Let say if we decide to maintain our monthly payment, how many months do we need to end to resolve our loan.
| Month | Beginning Balance | Payment | Interest | Principal | Ending Balance |
| 418 | RM16,368.24 | RM2,213.87 | RM54.56 | RM2,159.31 | RM14,208.93 |
| 419 | RM14,208.93 | RM2,213.87 | RM47.36 | RM2,166.51 | RM12,042.42 |
| 420 | RM12,042.42 | RM2,213.87 | RM40.14 | RM2,173.73 | RM9,868.69 |
| add 1 | RM9,868.69 | RM2,213.87 | RM32.90 | RM2,180.98 | RM7,687.71 |
| add 2 | RM7,687.71 | RM2,213.87 | RM25.63 | RM2,188.25 | RM5,499.46 |
| add 3 | RM5,499.46 | RM2,213.87 | RM18.33 | RM2,195.54 | RM3,303.92 |
| add 4 | RM3,303.92 | RM2,213.87 | RM11.01 | RM2,202.86 | RM1,101.06 |
| add 5 | RM1,101.06 | RM1,104.73 | RM3.67 | RM1,101.06 | RM0.00 |
Table 3 shows that we need to add 5 Months of monthly payment as a result of not paying for 3 months.

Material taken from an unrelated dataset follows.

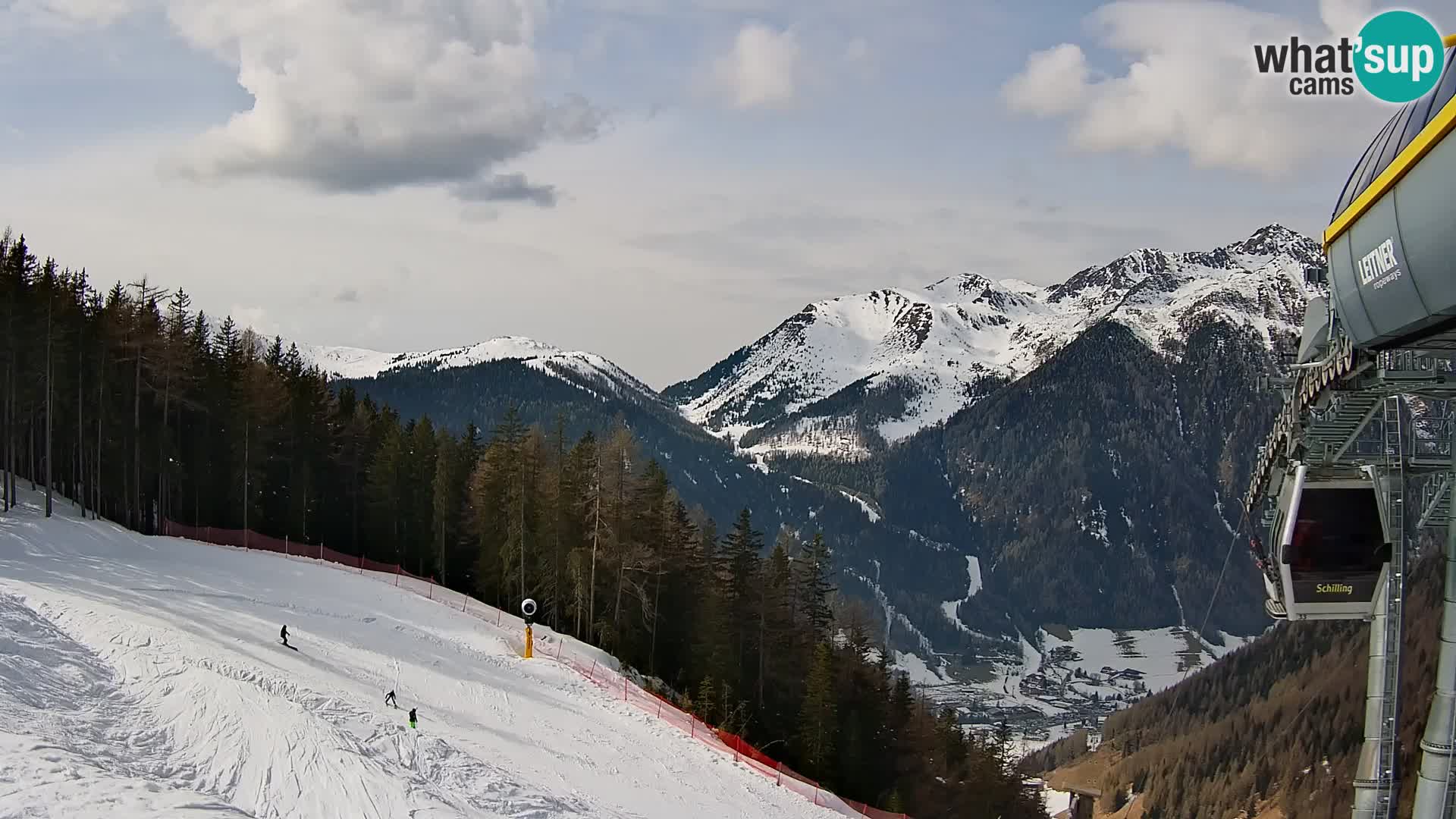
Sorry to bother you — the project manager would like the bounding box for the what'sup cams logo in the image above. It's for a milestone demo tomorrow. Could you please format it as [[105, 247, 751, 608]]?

Or there's another option is to opt for balloon payment at the end of term (EOT) which is RM9,868.69.
Conclusion
An amortization schedule can be an eye-opener. In the early years of a mortgage, you're primarily paying off the interest, and it can feel like you're making little headway on the principal. But with patience and understanding, you'll see your balance decrease, building equity in your home. For those aiming to become mortgage-free sooner, making additional payments towards the principal can significantly reduce the interest paid over the life of the loan.
Always ensure you understand the details of any loan or mortgage you undertake. Knowing where your money is going and how your payments work is an essential step in sound financial management.